Sunday, May 2, 2010

Capturing the Essence of Childhood

Richard Thompson speaks the truth.

And his kids -- the kids in his Cul de Sac comic strip -- speak the truth as well. (There's a permanent link to his comic strip website to the left. Please visit. His comic strip is wonderful. Demand that your local paper run it. Ours does.

They are children who speak and act and perform and worry and fret and prattle like children. Behold today's installment:

I have to admit that I, too, when I got to visit a furniture store -- we rarely did that as kids; we were always at home when Dad came back with the truck loaded with new furniture -- I also thought it would be pretty neat if the whole outdoors was like that, with furniture stretching as far as the eye can see. I was also convinced that when angels had to go to the bathroom, they did so over the forests where we went to get firewood because if they did it over the city, that would be gross.

I'm a big fan of comic book kids, and those who can be true to the life of kids in general are my favorites. Cul de Sac, this week I realized, has tipped Peanuts out of that lofty position. It's because in Cul de Sac, the angst and worry and tension and pathos and fear and joy and happiness and excitement and disappointment is all borne from children, not from an adult pushing adult worries onto his kiddie creations, like Charles Schulz did, or pushing manufactured childhood fantasy through the eye of an adult onto a pseudokid, as in Calvin and Hobbes.
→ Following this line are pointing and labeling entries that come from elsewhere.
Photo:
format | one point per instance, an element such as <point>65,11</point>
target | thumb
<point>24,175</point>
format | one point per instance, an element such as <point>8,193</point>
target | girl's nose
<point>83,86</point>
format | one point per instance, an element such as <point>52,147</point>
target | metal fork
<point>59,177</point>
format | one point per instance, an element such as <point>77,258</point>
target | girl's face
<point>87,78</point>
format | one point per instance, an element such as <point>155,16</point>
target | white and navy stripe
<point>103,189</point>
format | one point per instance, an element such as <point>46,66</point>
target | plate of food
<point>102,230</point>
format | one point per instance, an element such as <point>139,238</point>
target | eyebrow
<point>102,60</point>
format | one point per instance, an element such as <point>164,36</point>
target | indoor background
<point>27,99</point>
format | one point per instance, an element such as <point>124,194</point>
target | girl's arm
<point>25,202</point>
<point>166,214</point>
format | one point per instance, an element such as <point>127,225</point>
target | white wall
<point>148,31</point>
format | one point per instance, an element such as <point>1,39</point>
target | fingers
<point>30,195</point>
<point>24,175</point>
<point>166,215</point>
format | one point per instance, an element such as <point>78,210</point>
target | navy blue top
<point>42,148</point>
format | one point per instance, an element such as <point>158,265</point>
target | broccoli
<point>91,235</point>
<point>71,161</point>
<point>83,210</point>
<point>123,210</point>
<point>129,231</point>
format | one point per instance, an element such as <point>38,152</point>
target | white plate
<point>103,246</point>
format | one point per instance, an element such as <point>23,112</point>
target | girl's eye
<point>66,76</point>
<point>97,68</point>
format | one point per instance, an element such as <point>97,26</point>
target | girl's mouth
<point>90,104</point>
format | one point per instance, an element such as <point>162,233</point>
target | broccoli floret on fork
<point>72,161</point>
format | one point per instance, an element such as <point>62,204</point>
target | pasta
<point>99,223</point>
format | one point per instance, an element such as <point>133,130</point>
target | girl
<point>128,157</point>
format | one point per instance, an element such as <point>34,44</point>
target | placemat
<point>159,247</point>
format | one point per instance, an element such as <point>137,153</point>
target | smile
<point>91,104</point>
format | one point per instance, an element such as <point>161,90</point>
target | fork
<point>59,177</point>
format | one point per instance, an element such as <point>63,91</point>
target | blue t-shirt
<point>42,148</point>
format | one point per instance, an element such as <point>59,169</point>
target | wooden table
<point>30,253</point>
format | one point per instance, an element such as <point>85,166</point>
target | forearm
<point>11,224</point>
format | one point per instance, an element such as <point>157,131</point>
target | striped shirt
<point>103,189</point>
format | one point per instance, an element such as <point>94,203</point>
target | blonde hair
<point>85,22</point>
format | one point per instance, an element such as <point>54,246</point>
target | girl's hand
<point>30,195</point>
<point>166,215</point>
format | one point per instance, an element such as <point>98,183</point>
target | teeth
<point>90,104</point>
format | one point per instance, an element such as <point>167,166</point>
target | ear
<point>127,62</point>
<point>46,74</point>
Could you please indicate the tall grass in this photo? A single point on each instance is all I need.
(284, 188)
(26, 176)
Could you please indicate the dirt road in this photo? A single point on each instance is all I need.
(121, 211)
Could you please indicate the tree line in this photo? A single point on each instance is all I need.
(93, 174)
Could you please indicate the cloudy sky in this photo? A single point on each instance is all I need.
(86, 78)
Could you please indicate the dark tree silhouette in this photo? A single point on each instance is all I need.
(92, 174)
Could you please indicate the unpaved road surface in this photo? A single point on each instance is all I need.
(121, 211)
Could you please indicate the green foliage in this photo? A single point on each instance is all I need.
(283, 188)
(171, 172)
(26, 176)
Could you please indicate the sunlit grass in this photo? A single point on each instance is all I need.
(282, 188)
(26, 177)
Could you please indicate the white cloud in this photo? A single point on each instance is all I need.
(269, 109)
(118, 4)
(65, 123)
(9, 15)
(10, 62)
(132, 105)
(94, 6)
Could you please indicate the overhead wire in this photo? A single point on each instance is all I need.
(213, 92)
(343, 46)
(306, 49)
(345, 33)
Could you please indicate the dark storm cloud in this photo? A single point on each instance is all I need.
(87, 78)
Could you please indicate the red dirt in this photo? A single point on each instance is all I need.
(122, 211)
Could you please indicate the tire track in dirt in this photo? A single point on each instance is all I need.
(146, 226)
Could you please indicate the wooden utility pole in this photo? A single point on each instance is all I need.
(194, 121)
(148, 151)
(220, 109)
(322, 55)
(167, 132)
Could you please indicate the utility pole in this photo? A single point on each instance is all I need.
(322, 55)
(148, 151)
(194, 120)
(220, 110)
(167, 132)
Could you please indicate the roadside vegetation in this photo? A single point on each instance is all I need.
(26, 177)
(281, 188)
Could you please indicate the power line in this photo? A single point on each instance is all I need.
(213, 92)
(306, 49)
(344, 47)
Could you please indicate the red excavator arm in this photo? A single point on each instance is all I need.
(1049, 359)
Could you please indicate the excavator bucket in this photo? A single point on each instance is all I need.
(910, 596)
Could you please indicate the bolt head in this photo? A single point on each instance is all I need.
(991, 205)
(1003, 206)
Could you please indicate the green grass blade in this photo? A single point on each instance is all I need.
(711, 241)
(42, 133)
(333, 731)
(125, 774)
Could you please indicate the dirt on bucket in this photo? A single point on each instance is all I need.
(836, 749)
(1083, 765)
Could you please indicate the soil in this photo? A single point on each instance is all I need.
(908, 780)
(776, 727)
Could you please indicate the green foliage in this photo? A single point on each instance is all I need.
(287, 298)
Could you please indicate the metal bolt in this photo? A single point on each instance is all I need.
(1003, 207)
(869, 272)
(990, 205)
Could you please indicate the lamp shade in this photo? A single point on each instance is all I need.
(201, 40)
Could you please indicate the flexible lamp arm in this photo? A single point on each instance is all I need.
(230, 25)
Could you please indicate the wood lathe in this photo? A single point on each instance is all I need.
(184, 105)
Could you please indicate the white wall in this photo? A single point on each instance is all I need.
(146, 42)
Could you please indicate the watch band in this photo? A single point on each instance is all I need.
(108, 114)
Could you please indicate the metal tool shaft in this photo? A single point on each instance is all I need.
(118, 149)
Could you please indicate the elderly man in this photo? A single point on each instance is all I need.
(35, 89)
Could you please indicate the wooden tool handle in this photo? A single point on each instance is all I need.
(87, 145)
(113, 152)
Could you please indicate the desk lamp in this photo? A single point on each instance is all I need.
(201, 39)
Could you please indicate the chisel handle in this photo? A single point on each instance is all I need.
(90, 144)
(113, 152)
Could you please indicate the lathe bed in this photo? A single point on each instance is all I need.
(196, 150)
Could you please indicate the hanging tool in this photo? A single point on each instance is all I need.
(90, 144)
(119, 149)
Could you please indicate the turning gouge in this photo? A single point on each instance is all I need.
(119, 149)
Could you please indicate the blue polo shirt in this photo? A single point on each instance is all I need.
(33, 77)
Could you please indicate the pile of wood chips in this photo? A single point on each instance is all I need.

I still like Charlie Brown and the gang, mind you. When Charlie Brown's lying on that hillside looking at the clouds with Linus and Lucy and is getting more and more freaked out as Linus describes the elaborate fantasies he sees in the clouds when all he sees is a ducky, I'm there with Chuck, feeling inadequate. I'm also a pretty big fan of Charlie's unrequitted love with the Little Red-Haired Girl, as the few friends I had in elementary school at his age were the girls that liked me for some reason, I don't know why.

Then there's this: I know this angst is pretty real for a kid. I experienced it myself.